BabyCare in der Wissenschaft

Das wissenschaftliche Programm BabyCare liefert anhand der Auswertung der Fragebogenergebnisse eine Reihe von Erkenntnissen, die der wissenschaftlichen Fachöffentlichkeit in Form von Publikationen bekannt gemacht werden.

Außerdem berichtet das BabyCare-Team immer wieder über die Erfolge des Programms im Hinblick auf das Ziel, die Frühgeburtenrate zu senken. Durch die regelmäßig durchgeführten Evaluationen auf Basis der Geburtsergebnismeldungen der teilnehmenden Frauenärzte im Vergleich zu Daten der Perinatalstatistik ergibt sich zum Beispiel für BabyCare-Teilnehmerinnen ein um 20 Prozent geringeres Risiko für eine Frühgeburt.

Weitere Detailinformationen können Sie den wissenschaftlichen Publikationen entnehmen, die im Folgenden sowie in der Spalte rechts aufgelistet sind. Per Mausklick gelangen Sie direkt zu dem gewünschten Artikel.

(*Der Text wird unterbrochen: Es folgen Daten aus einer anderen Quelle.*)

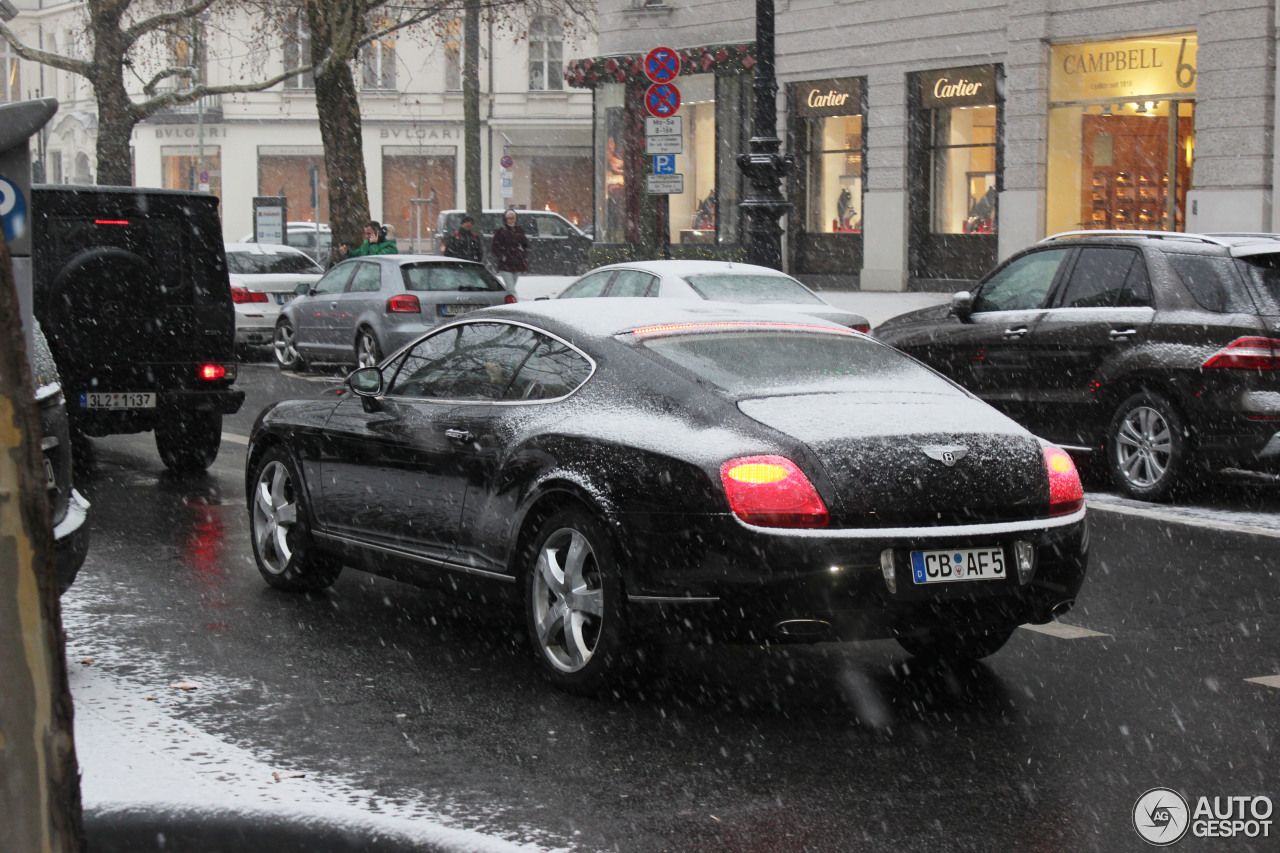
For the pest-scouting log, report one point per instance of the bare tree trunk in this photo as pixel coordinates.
(338, 103)
(40, 806)
(471, 109)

Wissenschaftliche Publikationen zu BabyCare (2014):

Interventionsprogramme zur Verringerung von Frühgeburten in der frauenärztlichen Versorgung
Dr. W. Kirschner, I. Mylonas, Prof.Dr. K. Friese
November
2014
Auch wenn sich die Inzidenzraten der Frühgeburt in den letzten Jahren international und national stabilisiert haben, stellt die Frühgeburt auch in Deutschland nach wie vor die größte Herausforderung in der Geburtshilfe dar. In den USA stieg die Frühgeburtenrate von 1990 bis zum Jahr 2006 deutlich an. Das Gleiche gilt für Niedersachsen zwischen 1990 und dem Jahr 2000.
Medikamentöse Krankheitsprävention mit Vitamin D – Epidemiologische Evidenz am Beispiel von Komplikationen im Verlauf der Schwangerschaft und bei der Geburt
Dr. W. Kirschner, Prof. Dr. J. W. Dudenhausen
April
2014
Nationale und internationale epidemiologische Studien zeigen, dass v. a. im Winter große Teile der Bevölkerung einen Vitamin D Mangel aufweisen und die nutritive Vitamin D Aufnahme generell zu gering ist. Dies gilt auch für Schwangere. Im Januar 2012 hat die Deutsche Gesellschaft für Ernährung die Zufuhrempfehlungen bei Vitamin D um das Vielfache erhöht. eine ausreichende Vitamin D Versorgung soll nicht nur auf zahlreiche chronische Krankheiten protektiv wirken, sondern z. B. auch Frühgeburten verringern.